To avoid confusion between \( a^2-x^2 \) and \( x^2-a^2 \), remember:
If \( x \) is subtracted (\( a^2-x^2 \)), the log has \( (a+x) \) in the numerator.
If \( a \) is subtracted (\( x^2-a^2 \)), the log has \( (x-a) \) in the numerator.
Check the coefficient of \( x^2 \) first! If it's 4, your multiplier will be \( \frac{1}{\sqrt{4}} \times \frac{1}{2a} \).

Answer 1

The Correct Option is B

Step 1: Pull a constant outside.
Take $\dfrac{1}{4}$ out so the $x^2$ stands alone.
\[ \int \frac{dx}{9 - 4x^2} = \frac{1}{4}\int \frac{dx}{\frac{9}{4} - x^2} \]

Step 2: Spot the value of $a$.
Here $\dfrac{9}{4} = \left(\dfrac{3}{2}\right)^2$, so $a = \dfrac{3}{2}$.

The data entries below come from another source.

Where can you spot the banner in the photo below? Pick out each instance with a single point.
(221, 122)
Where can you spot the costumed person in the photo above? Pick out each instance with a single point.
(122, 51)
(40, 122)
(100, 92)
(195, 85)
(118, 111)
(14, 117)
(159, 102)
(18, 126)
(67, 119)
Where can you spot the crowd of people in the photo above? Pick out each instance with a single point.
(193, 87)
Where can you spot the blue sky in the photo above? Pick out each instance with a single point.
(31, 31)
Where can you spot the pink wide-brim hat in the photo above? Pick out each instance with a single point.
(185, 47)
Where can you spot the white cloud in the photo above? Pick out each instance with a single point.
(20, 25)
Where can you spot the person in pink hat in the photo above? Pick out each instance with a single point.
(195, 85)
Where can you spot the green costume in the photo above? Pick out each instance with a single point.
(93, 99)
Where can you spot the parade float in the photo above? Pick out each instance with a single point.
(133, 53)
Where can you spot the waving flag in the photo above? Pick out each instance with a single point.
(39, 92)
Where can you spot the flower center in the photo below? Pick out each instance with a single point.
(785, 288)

Step 3: Use the standard form.
We know $\displaystyle\int \frac{dx}{a^2 - x^2} = \frac{1}{2a}\log\left|\frac{a+x}{a-x}\right|$. With $a = \frac{3}{2}$ the factor is $\dfrac{1}{2a} = \dfrac{1}{3}$.
\[ \frac{1}{4}\cdot \frac{1}{3}\log\left|\frac{\frac{3}{2}+x}{\frac{3}{2}-x}\right| + C \]

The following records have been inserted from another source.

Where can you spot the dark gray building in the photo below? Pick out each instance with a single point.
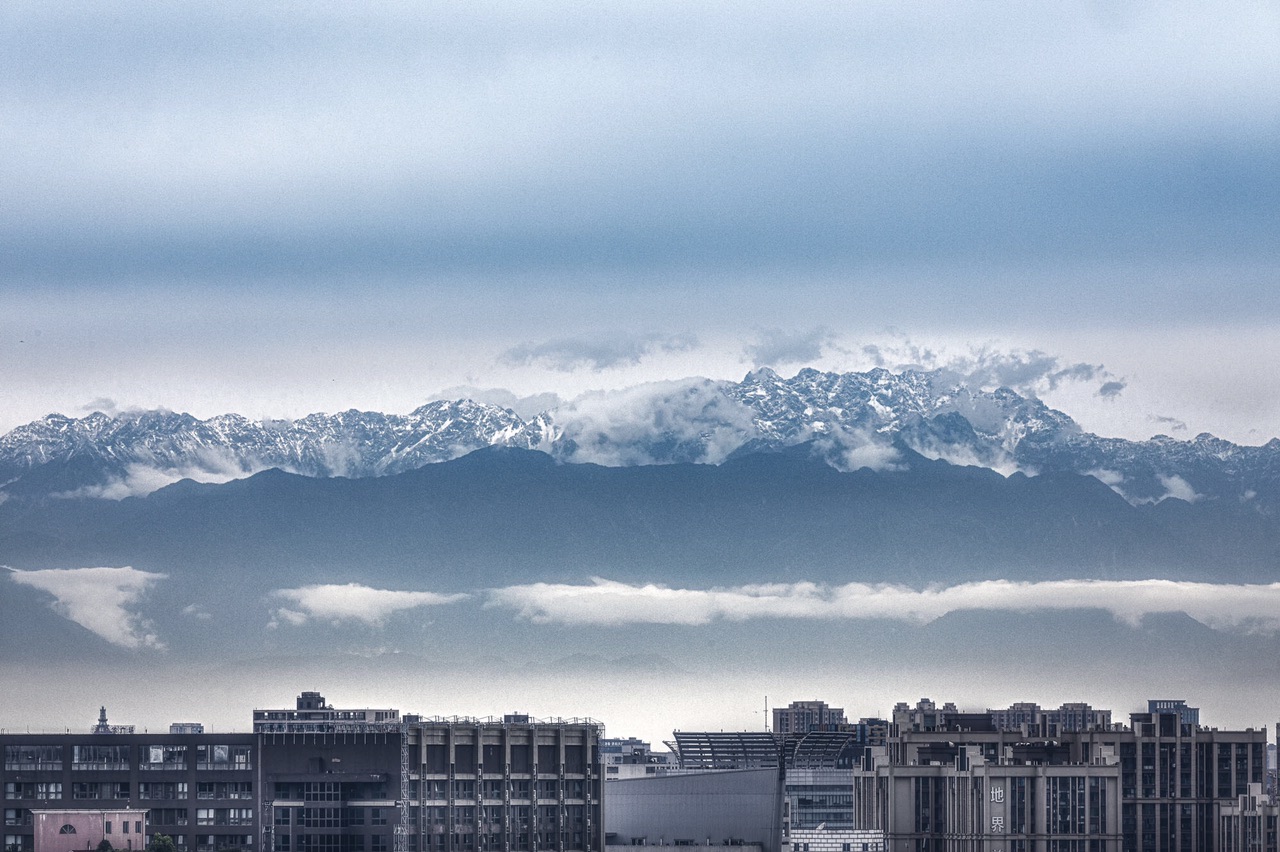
(510, 784)
(201, 789)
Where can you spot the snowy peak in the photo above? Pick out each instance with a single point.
(853, 418)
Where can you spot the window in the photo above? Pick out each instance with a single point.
(164, 756)
(100, 756)
(32, 757)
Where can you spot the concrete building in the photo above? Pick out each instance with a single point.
(512, 784)
(974, 804)
(1187, 715)
(1249, 824)
(634, 757)
(803, 717)
(1036, 720)
(1173, 775)
(197, 788)
(77, 830)
(329, 792)
(926, 715)
(312, 715)
(720, 807)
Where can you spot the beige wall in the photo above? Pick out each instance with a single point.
(128, 829)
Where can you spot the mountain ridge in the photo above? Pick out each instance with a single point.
(855, 418)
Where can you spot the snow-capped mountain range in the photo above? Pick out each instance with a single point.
(854, 420)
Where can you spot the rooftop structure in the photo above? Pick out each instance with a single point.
(312, 715)
(803, 717)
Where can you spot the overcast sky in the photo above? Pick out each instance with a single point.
(277, 207)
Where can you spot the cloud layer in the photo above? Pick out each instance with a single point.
(101, 600)
(350, 603)
(611, 603)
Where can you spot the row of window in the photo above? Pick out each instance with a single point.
(329, 816)
(202, 842)
(147, 791)
(224, 816)
(330, 843)
(520, 788)
(172, 756)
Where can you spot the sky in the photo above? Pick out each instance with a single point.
(278, 209)
(286, 207)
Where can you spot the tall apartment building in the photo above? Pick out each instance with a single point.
(513, 784)
(199, 788)
(803, 717)
(1174, 778)
(976, 804)
(1046, 722)
(312, 715)
(926, 715)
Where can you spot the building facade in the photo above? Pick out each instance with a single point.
(803, 717)
(78, 829)
(197, 788)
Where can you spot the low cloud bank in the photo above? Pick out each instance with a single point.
(141, 479)
(1255, 608)
(100, 600)
(350, 603)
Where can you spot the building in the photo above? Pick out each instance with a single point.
(329, 792)
(513, 784)
(1249, 824)
(1187, 715)
(197, 788)
(1029, 717)
(924, 715)
(80, 829)
(312, 715)
(1174, 777)
(977, 804)
(720, 807)
(634, 757)
(803, 717)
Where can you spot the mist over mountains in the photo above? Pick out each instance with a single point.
(876, 420)
(690, 526)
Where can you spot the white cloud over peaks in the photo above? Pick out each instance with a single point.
(100, 600)
(1179, 489)
(350, 603)
(611, 603)
(141, 479)
(986, 367)
(656, 422)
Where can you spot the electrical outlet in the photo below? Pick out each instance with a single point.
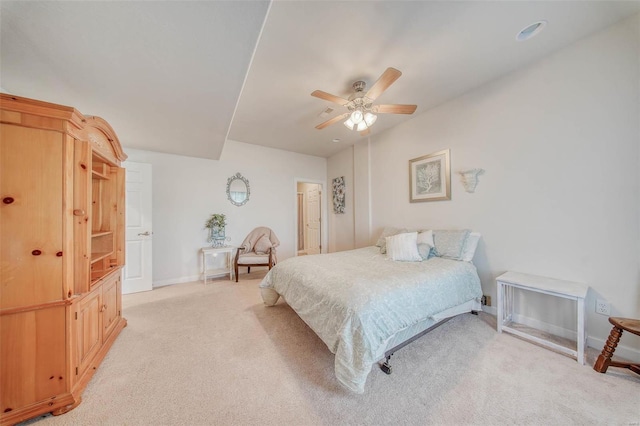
(603, 307)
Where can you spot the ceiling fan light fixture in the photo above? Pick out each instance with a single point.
(356, 116)
(349, 124)
(370, 119)
(531, 30)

Step 4: Clean the fraction inside.
Multiply top and bottom inside the log by $2$. The outside becomes $\dfrac{1}{12}$.
\[ \frac{1}{12}\log\left|\frac{3+2x}{3-2x}\right| + C \]
That is option 2.
\[ \boxed{\dfrac{1}{12}\log_e\left|\dfrac{3+2x}{3-2x}\right| + C} \]